When Levy began his chancellorship in 2000, there were four specialized public schools in the city. Over two years, Levy spurred the opening of three more: the High School of Mathematics, Science and Engineering at City College; the High School of American Studies at Lehman College; and the High School for Sciences at York College.

“Harold had an indomitable spirit and really big heart, both of which led him to devote much of his career to providing greater educational opportunities to all young people, but especially those from low income families,” said Alessandro Weiss, principal of the High School of American Studies at Lehman College, in a phone call to The Sun.

After serving as chancellor, Levy remained devoted to education. He continued to visit many of the schools he helped create over the course of his time in various offices, sitting in on classes and meeting students even after his official responsibilities ended, according to Weiss.

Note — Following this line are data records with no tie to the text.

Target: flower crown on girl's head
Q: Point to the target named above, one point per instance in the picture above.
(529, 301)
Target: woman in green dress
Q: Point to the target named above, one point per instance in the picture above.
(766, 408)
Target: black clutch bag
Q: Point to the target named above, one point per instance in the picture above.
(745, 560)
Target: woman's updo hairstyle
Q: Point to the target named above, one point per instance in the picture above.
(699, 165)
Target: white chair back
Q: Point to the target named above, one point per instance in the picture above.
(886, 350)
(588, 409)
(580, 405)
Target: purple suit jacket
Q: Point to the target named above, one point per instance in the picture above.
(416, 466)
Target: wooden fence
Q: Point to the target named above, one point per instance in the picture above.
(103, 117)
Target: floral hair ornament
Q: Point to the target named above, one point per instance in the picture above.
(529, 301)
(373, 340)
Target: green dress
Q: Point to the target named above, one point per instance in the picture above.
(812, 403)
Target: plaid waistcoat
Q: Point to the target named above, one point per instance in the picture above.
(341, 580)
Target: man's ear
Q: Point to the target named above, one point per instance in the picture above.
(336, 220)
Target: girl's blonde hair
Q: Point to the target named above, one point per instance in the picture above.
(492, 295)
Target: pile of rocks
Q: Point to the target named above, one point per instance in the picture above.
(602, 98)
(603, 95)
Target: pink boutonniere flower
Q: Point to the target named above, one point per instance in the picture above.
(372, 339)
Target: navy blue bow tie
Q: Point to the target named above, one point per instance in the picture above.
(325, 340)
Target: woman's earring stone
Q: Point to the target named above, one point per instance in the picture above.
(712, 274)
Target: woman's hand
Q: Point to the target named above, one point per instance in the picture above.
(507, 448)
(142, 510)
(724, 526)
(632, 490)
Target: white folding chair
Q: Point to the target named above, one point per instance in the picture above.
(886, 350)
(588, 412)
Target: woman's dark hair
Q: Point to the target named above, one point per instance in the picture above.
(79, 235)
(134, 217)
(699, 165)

Levy convened national conventions for principals of specialized high schools from all over the country, joined the Kaplan Education Foundation and invested in education through Palm Ventures. In 2014, he became the executive director of the Jack Kent Cooke Foundation, which provides scholarships to students with financial need. Alessandro Bailetti ’12, who was a Cooke scholar, remembers Levy as a “different kind of director.”

“He was such an example,” Bailetti said. “It’s difficult for me to change the verb from ‘is’ to ‘was’ because I feel like he’s still so fresh. I still feel like he’s still around. His legacy will live forever with every student his work touched.”

Even when Levy was diagnosed with ALS in 2017, he continued advocating for education reform. Levy wrote an op-ed in The New York Times that called for changes in the college admissions process to make it more accessible for low-income students. Levy wanted to end legacy admissions and increase guidance counselors.

“Please stop giving to your alma mater,” Levy wrote. “Donors to top universities are getting hefty tax deductions to support a system that can seem calculated to ensure that the rich get richer.”

Levy is survived by his wife, Pat Sapinsley, and two children Hannah Levy ’13 and Noah Levy ’16. He died in his home in Manhattan.